POUR CONSTRUIRE ROUGE DÉCANTÉ, AVEZ-VOUS ADAPTÉ LE ROMAN DE JEROEN BROUWERS ?
Dirk Roofthooft et moi-même avons travaillé en étroite collaboration. Nous avons supprimé certains passages car le roman est assez long mais nous n’avons pas changé un seul mot du texte. Nous avons conservé notamment intégralement les premiers chapitres. Par ailleurs, nous avons voulu également aborder tous les thèmes évoqués par l’auteur pour permettre au spectateur de bien entrer dans le style de l’écriture, qui est comme un roman policier à la construction très mathématique. Et comme dans le polar, ce n’est qu’à la fin que l’on peut reconstituer l’histoire : en mettant les morceaux du puzzle les uns à côté des autres.
D’ailleurs, à Avignon, la pièce sera présentée pour la première fois en langue française.

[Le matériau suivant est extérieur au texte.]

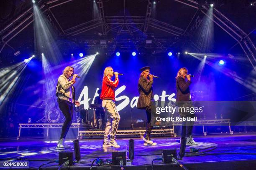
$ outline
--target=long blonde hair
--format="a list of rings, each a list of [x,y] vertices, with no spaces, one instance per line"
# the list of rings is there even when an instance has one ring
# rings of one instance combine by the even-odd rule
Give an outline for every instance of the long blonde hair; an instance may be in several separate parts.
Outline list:
[[[103,73],[103,78],[102,79],[102,80],[104,80],[104,78],[105,76],[108,76],[108,72],[109,72],[109,71],[110,71],[111,69],[113,69],[113,68],[112,68],[110,66],[107,67],[106,68],[105,68],[105,70],[104,70],[104,72]]]
[[[177,73],[176,78],[178,78],[179,77],[183,77],[184,76],[187,74],[187,68],[180,68]]]
[[[73,68],[74,71],[74,69],[73,67],[71,66],[67,66],[66,68],[65,68],[64,70],[63,70],[63,75],[64,75],[64,76],[66,77],[67,78],[68,78],[67,76],[67,73],[69,71],[69,69],[70,68]]]

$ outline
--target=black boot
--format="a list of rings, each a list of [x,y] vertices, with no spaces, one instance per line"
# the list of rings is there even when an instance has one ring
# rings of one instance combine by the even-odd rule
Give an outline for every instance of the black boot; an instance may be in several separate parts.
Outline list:
[[[179,148],[179,157],[181,160],[185,156],[186,144],[187,138],[186,137],[182,137],[180,139],[180,147]]]
[[[142,139],[143,139],[143,140],[144,140],[145,142],[150,144],[152,144],[153,143],[153,142],[152,141],[151,139],[150,139],[150,134],[148,134],[146,132],[144,135],[144,136],[143,136]]]

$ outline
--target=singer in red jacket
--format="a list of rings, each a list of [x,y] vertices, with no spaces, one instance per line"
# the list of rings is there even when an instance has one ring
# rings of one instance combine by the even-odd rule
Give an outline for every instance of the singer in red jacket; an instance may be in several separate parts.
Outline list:
[[[115,81],[111,78],[115,74]],[[115,89],[118,85],[118,73],[114,72],[113,68],[107,67],[104,70],[102,82],[102,88],[100,99],[102,100],[102,107],[107,114],[107,122],[105,128],[104,140],[102,146],[112,146],[115,148],[120,148],[115,141],[115,134],[117,131],[120,115],[118,112],[115,104]],[[110,137],[110,141],[109,140]]]

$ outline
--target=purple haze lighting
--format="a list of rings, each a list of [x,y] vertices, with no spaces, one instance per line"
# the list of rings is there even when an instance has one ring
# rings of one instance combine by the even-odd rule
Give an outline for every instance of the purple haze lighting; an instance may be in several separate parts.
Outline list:
[[[81,52],[79,54],[79,56],[81,57],[82,57],[84,56],[84,54],[83,54]]]
[[[222,60],[219,61],[219,65],[224,65],[225,63],[225,62]]]

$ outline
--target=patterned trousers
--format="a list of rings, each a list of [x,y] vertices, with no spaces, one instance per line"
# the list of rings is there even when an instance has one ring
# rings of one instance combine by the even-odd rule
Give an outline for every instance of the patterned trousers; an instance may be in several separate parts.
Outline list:
[[[104,141],[115,138],[115,134],[120,121],[120,115],[116,110],[115,102],[111,100],[106,100],[102,102],[102,106],[107,114],[107,123],[105,128]]]

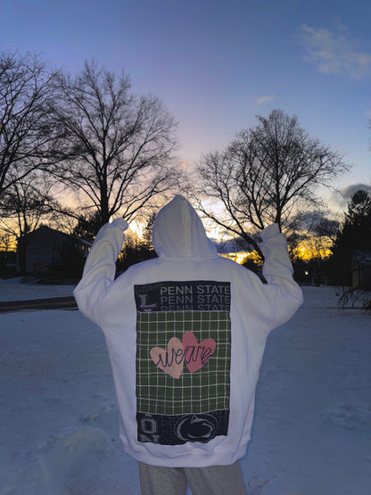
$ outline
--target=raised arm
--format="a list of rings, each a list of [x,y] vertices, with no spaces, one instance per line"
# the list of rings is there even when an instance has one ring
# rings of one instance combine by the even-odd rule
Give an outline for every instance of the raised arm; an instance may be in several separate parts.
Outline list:
[[[128,227],[123,219],[116,219],[99,230],[87,256],[82,278],[73,292],[83,315],[98,324],[95,305],[112,284],[116,272],[116,260],[122,249],[124,231]]]
[[[273,326],[285,323],[302,304],[302,292],[293,278],[293,266],[284,235],[272,224],[260,232],[261,252],[265,256],[263,275],[265,290],[274,305]]]

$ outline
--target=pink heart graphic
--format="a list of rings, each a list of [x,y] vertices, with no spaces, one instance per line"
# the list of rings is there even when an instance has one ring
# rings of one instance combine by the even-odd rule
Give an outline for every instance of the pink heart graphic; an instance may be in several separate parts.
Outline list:
[[[183,345],[177,337],[172,337],[168,343],[168,351],[161,347],[153,347],[150,356],[153,363],[173,378],[179,378],[183,371]]]
[[[205,365],[214,353],[215,341],[204,339],[198,343],[193,332],[186,332],[182,340],[184,349],[184,360],[191,373],[198,371]]]

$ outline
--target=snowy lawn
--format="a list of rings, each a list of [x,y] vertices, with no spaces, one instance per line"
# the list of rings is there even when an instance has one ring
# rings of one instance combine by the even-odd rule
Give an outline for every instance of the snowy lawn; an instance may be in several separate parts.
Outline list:
[[[40,297],[33,290],[13,299]],[[333,288],[304,287],[304,296],[268,342],[242,459],[247,491],[369,495],[371,316],[335,309]],[[0,494],[139,494],[95,325],[78,311],[2,314],[0,369]]]

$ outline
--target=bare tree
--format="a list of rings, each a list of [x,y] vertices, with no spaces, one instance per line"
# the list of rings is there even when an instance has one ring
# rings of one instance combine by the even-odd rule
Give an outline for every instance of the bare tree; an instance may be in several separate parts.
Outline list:
[[[292,233],[308,208],[318,206],[318,186],[348,169],[342,156],[310,137],[296,117],[273,111],[241,131],[223,152],[201,161],[196,197],[200,210],[231,234],[258,247],[251,232],[276,222]],[[211,207],[202,206],[202,197]],[[215,203],[221,204],[218,212]]]
[[[39,55],[0,53],[0,197],[54,161],[49,106],[56,73]]]
[[[137,211],[174,184],[170,167],[176,121],[154,96],[130,93],[129,78],[86,62],[76,78],[60,77],[55,122],[64,166],[54,174],[98,210],[101,222]]]

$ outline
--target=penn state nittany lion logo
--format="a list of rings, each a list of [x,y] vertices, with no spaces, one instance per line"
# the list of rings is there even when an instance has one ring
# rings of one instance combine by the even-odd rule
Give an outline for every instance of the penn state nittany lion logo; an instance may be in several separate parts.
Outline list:
[[[206,442],[214,437],[217,418],[210,414],[191,414],[177,421],[174,431],[177,437],[185,441]]]

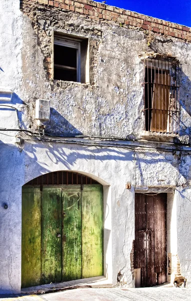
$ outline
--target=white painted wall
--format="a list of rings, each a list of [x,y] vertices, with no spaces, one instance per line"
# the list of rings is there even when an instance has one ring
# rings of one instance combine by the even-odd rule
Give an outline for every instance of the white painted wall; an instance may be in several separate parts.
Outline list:
[[[30,117],[34,118],[34,116],[29,116],[26,114],[26,110],[27,108],[30,107],[32,111],[32,97],[36,93],[36,96],[39,97],[46,95],[46,98],[52,97],[52,104],[54,102],[57,103],[57,109],[59,109],[60,113],[65,109],[63,108],[64,103],[68,110],[70,115],[71,99],[74,99],[77,97],[78,93],[78,88],[74,89],[75,90],[74,97],[74,95],[72,98],[68,96],[68,98],[64,96],[65,91],[60,88],[56,90],[55,92],[51,90],[50,83],[46,82],[42,64],[43,55],[39,46],[36,51],[35,49],[37,45],[36,37],[32,28],[30,21],[26,17],[24,17],[20,11],[20,1],[9,0],[8,5],[8,0],[1,0],[0,2],[2,13],[0,23],[0,67],[4,72],[0,71],[0,81],[2,87],[12,89],[14,92],[9,104],[18,108],[20,112],[22,120],[24,121],[23,126],[28,126],[30,123]],[[118,29],[118,30],[120,31],[120,29]],[[122,30],[124,34],[124,30]],[[117,32],[116,29],[115,31]],[[113,36],[116,34],[112,33],[112,35]],[[126,45],[128,44],[128,41],[131,41],[132,47],[136,50],[136,64],[133,74],[132,75],[133,82],[136,85],[138,82],[140,84],[142,81],[141,79],[136,75],[140,71],[137,55],[138,52],[138,44],[136,41],[136,33],[132,34],[130,31],[128,31],[128,35],[126,38]],[[111,36],[108,35],[106,38],[108,42],[110,42]],[[24,49],[22,48],[24,39]],[[115,36],[112,43],[118,43],[121,39],[122,38],[119,34],[118,36]],[[140,41],[138,42],[140,44],[138,45],[141,43],[146,49],[146,40],[144,41],[144,39],[143,34],[139,33],[138,40]],[[32,50],[29,46],[27,48],[26,46],[29,41],[32,46]],[[100,46],[100,50],[104,60],[104,63],[100,63],[99,67],[100,74],[98,82],[100,85],[102,78],[104,83],[106,83],[108,80],[104,75],[104,68],[103,70],[100,68],[107,60],[108,62],[107,68],[108,68],[108,65],[110,65],[110,63],[108,58],[106,58],[106,59],[104,56],[109,56],[111,53],[109,50],[108,53],[106,53],[104,49],[104,45]],[[185,46],[184,44],[184,45]],[[174,48],[173,43],[172,45],[175,55],[179,55],[180,57],[182,57],[182,52],[186,54],[188,53],[188,47],[184,49],[183,45],[181,51],[179,51],[180,46],[178,43]],[[167,46],[164,45],[164,47]],[[29,55],[28,58],[28,55],[31,53],[32,55]],[[120,57],[117,59],[118,60]],[[32,61],[36,64],[35,70],[32,68],[30,72],[28,73],[27,70],[29,69],[27,68]],[[24,62],[27,62],[27,64],[24,67]],[[39,62],[40,63],[38,64]],[[117,64],[117,62],[115,61],[114,63]],[[190,72],[189,66],[186,66],[185,64],[184,66],[185,73],[188,74]],[[127,76],[126,78],[124,79],[124,81],[122,81],[122,78],[121,79],[122,85],[124,85],[124,83],[126,82],[126,83],[129,75],[126,74],[126,65],[122,64],[120,67],[118,66],[118,68],[122,68],[122,73],[126,75],[126,77]],[[140,66],[140,69],[142,68]],[[24,70],[24,72],[23,72]],[[128,71],[130,73],[130,68]],[[142,68],[140,74],[142,75]],[[40,81],[38,81],[38,78],[40,79]],[[25,86],[24,88],[24,82]],[[42,84],[42,83],[46,83],[43,85],[43,89],[46,92],[42,90],[42,87],[39,84],[40,82]],[[128,85],[128,82],[126,84]],[[183,87],[184,85],[186,84],[183,83]],[[114,89],[115,86],[114,85],[112,93],[114,93],[114,95],[116,94],[118,95],[118,91]],[[139,106],[142,101],[142,89],[139,89],[136,87],[136,92],[134,93],[132,88],[132,86],[130,88],[130,94],[126,94],[124,96],[123,94],[122,98],[123,102],[126,100],[129,101],[130,108],[133,111],[133,114],[132,114],[130,110],[128,116],[128,119],[132,118],[129,121],[129,124],[132,124],[132,128],[135,126],[134,118],[138,119],[137,126],[140,126],[142,123],[142,120],[140,119],[141,116],[138,114],[136,107],[134,106],[136,104]],[[72,93],[72,89],[70,93]],[[83,91],[83,93],[85,93],[83,87],[80,89]],[[106,90],[104,94],[105,93],[106,95],[106,86],[104,86],[102,89]],[[120,93],[124,93],[122,91]],[[86,108],[86,112],[88,112],[89,109],[92,109],[88,101],[94,102],[94,100],[90,90],[87,90],[86,94],[85,102],[88,105],[88,109]],[[130,97],[130,94],[132,95]],[[184,89],[182,91],[181,95],[183,98]],[[114,97],[113,98],[116,99]],[[60,99],[64,99],[65,103],[60,102]],[[138,99],[140,103],[137,102]],[[100,99],[104,101],[103,98],[101,98]],[[135,99],[136,103],[133,102]],[[26,100],[28,101],[27,106],[22,102]],[[84,106],[85,102],[84,103]],[[112,123],[114,121],[112,119],[114,118],[114,115],[118,114],[118,117],[116,117],[118,118],[122,112],[123,116],[124,116],[122,111],[124,106],[122,102],[121,102],[120,105],[116,104],[116,108],[114,113],[112,111],[110,116],[106,117],[104,125],[106,127],[104,128],[106,128],[107,122],[108,122],[113,133],[114,133],[114,129],[113,128],[114,123]],[[0,100],[0,104],[4,103],[4,102],[1,102]],[[76,106],[74,105],[74,107]],[[2,110],[2,107],[0,106],[0,127],[18,128],[16,110],[8,108],[6,108],[8,109]],[[78,113],[79,110],[76,109]],[[76,117],[74,112],[69,117],[70,117],[72,115],[73,119],[69,118],[69,120],[72,123],[74,122]],[[107,118],[112,119],[110,121]],[[96,122],[96,118],[94,119]],[[190,122],[188,119],[188,124]],[[122,124],[126,128],[125,121],[123,121]],[[82,124],[83,122],[82,121]],[[120,130],[122,134],[122,127]],[[128,132],[128,128],[126,130]],[[139,131],[138,129],[137,131]],[[134,237],[134,186],[172,186],[176,185],[178,183],[179,185],[186,185],[188,174],[191,166],[190,157],[187,156],[182,159],[180,163],[178,163],[177,155],[172,156],[167,153],[148,150],[136,152],[135,161],[134,153],[122,147],[88,147],[76,144],[27,140],[25,142],[24,146],[23,145],[24,149],[21,149],[14,143],[14,136],[16,133],[12,131],[4,132],[3,134],[10,135],[7,136],[0,132],[0,292],[16,293],[20,291],[22,186],[42,174],[60,170],[72,170],[86,173],[97,179],[104,185],[105,275],[108,277],[108,281],[112,282],[115,285],[117,274],[120,271],[123,274],[122,279],[123,283],[128,287],[132,286],[134,282],[130,271],[130,253]],[[127,182],[132,183],[130,190],[126,189]],[[171,212],[171,215],[168,217],[170,224],[168,229],[168,250],[173,252],[174,256],[178,253],[182,273],[187,278],[188,284],[190,286],[191,285],[191,246],[190,239],[191,236],[190,224],[190,189],[180,189],[173,197],[174,199],[172,196],[168,198],[168,212]],[[7,209],[4,208],[6,203],[8,205]],[[170,281],[173,282],[172,276]]]

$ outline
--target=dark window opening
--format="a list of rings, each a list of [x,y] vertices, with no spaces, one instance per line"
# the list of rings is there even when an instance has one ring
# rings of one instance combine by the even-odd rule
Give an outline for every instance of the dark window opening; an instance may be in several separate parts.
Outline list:
[[[174,61],[144,60],[145,130],[177,134],[179,130],[179,67]]]
[[[77,50],[54,44],[54,79],[77,81]]]
[[[54,79],[88,82],[88,40],[56,36],[54,43]]]

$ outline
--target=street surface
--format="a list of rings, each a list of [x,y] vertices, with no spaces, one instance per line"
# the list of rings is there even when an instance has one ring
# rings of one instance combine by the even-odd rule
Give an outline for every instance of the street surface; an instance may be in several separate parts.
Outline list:
[[[0,301],[191,301],[191,289],[77,288],[40,295],[0,295]]]

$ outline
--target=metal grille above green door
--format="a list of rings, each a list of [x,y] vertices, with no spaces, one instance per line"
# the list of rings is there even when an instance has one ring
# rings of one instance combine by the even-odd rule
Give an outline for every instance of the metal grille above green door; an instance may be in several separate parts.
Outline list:
[[[102,274],[102,187],[22,188],[22,287]]]

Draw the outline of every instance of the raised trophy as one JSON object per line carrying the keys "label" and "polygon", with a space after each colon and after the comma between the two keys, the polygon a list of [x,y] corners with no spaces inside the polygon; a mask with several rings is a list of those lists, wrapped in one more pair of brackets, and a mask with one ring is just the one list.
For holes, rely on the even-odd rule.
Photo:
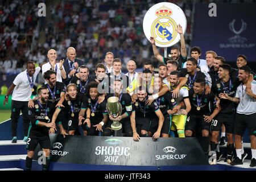
{"label": "raised trophy", "polygon": [[[108,99],[106,109],[109,115],[114,118],[117,118],[122,113],[122,105],[117,97],[111,97]],[[111,128],[113,130],[119,130],[122,129],[122,124],[117,119],[114,119]]]}

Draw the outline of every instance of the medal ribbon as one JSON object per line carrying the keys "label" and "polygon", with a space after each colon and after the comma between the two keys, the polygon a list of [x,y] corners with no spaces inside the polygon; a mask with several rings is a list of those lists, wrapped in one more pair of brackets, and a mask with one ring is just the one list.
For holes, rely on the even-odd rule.
{"label": "medal ribbon", "polygon": [[198,95],[196,94],[196,102],[197,103],[197,107],[201,106],[201,102],[202,101],[203,96],[204,94],[204,92],[205,90],[204,90],[204,92],[203,93],[203,94],[201,96],[200,98],[199,98]]}
{"label": "medal ribbon", "polygon": [[[41,107],[42,109],[44,109],[44,107],[43,107],[42,105],[41,104],[41,103],[40,103],[39,101],[39,99],[38,99],[38,105],[39,105],[40,107]],[[47,102],[46,103],[46,111],[44,112],[44,116],[47,116]]]}
{"label": "medal ribbon", "polygon": [[229,90],[228,90],[228,88],[226,88],[226,86],[225,86],[225,84],[224,84],[224,83],[223,82],[223,81],[221,81],[221,84],[222,85],[223,88],[225,89],[225,90],[226,91],[226,92],[227,93],[229,93],[231,92],[231,85],[232,85],[232,84],[231,84],[231,79],[229,78]]}
{"label": "medal ribbon", "polygon": [[28,79],[28,82],[30,82],[30,87],[31,88],[31,89],[32,89],[34,87],[34,76],[32,76],[32,81],[31,81],[31,80],[30,80],[30,77],[28,75],[28,73],[27,72],[27,78]]}
{"label": "medal ribbon", "polygon": [[196,80],[196,74],[197,73],[197,71],[196,71],[196,72],[195,73],[194,77],[193,77],[193,80],[191,80],[191,77],[189,75],[188,77],[188,79],[189,80],[189,89],[193,87],[193,85],[194,85],[195,80]]}

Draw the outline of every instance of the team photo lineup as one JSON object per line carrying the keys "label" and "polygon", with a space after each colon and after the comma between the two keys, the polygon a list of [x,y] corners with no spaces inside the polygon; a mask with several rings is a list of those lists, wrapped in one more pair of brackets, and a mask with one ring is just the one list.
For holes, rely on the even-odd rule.
{"label": "team photo lineup", "polygon": [[[168,58],[161,55],[154,38],[150,37],[158,68],[147,60],[142,71],[137,72],[136,60],[124,62],[110,49],[102,63],[92,68],[76,58],[76,48],[71,46],[63,50],[65,59],[58,60],[57,52],[51,48],[47,60],[40,65],[26,61],[26,70],[15,77],[3,102],[5,106],[12,95],[14,143],[22,113],[28,151],[26,169],[31,169],[38,144],[47,158],[43,170],[48,169],[49,134],[54,133],[64,138],[121,136],[136,142],[141,142],[142,137],[154,140],[196,137],[206,156],[215,151],[217,162],[222,156],[219,146],[226,137],[224,162],[242,164],[247,156],[242,143],[246,129],[251,142],[250,166],[256,167],[256,75],[248,65],[246,55],[237,53],[237,67],[232,68],[212,50],[202,57],[204,53],[194,46],[189,54],[182,26],[177,24],[175,28],[180,46],[172,47]],[[127,73],[122,72],[124,69]],[[36,88],[39,73],[44,85]],[[31,98],[32,95],[35,96]],[[119,111],[113,114],[110,101],[115,97]],[[115,128],[115,122],[121,125]]]}

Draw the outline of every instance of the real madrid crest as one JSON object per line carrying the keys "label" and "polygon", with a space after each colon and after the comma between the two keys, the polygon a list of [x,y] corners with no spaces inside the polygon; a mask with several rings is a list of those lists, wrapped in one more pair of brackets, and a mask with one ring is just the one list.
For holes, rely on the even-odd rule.
{"label": "real madrid crest", "polygon": [[155,39],[156,46],[168,47],[179,41],[176,31],[180,24],[183,34],[187,28],[187,18],[181,8],[175,4],[162,2],[152,6],[144,16],[143,27],[148,40]]}

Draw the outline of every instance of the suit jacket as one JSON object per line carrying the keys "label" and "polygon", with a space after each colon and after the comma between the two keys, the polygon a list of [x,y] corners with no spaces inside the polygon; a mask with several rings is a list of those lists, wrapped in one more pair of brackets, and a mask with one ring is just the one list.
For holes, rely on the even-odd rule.
{"label": "suit jacket", "polygon": [[[74,62],[77,63],[79,67],[84,64],[84,62],[83,61],[77,59],[75,59]],[[65,85],[68,85],[73,77],[73,76],[71,76],[70,78],[68,78],[68,74],[69,74],[71,70],[68,64],[68,58],[65,60],[63,63],[63,67],[65,69],[67,75],[67,78],[63,80],[63,82],[65,84]],[[77,71],[76,72],[76,73],[77,73]]]}

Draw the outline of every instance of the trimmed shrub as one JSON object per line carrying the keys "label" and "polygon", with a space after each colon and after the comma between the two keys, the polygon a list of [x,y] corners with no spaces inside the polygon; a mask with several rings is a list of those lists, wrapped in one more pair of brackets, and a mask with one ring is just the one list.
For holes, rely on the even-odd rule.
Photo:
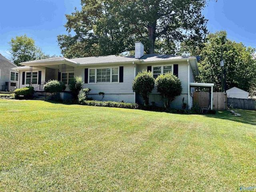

QU’EST-CE QUE L’UTILISATION DE LA VIDÉO APPORTE À VOTRE TRAVAIL ?
Pour moi, la vidéo est un moyen parmi d’autres pour raconter une histoire, comme peut l’être la musique ou la lumière. C’est un outil que j’utilise souvent pour filmer en direct sur le plateau le ou les comédiens. Dans Rouge décanté, tout est filmé en direct. Il y a sept caméras mais pas de caméramans : il n’y a donc personne entre le public et l’acteur. C’est l’acteur qui choisit laquelle des sept caméras vers laquelle il se déplace. En ce sens il est dans cet instant comme un réalisateur. Il y a juste un régisseur qui transforme les images reçues. Cela pourrait ressembler à un concert de jazz car il y a une structure de base pré-établie, mais des variations permanentes.
Pour moi, le point de départ du théâtre, c’est la présence physique de l’acteur et rien ne doit troubler cette présence sur scène. La vidéo est un moyen utile pour doubler ou tripler l’image de l’acteur. On peut ainsi agrandir ou diminuer la taille du visage, l’acteur devenant alors, aussi petit qu’un enfant, ou on peut choisir seulement un détail : la main, l’oreille…
À partir d’un détail, on peut imaginer ce qui se passe à l’extérieur du cadre choisi. Le public a le choix de regarder l’acteur ou les images que l’acteur est en train de créer. Toute la scène devient l’intériorité de cet acteur, on est comme absorbé à l’intérieur de lui.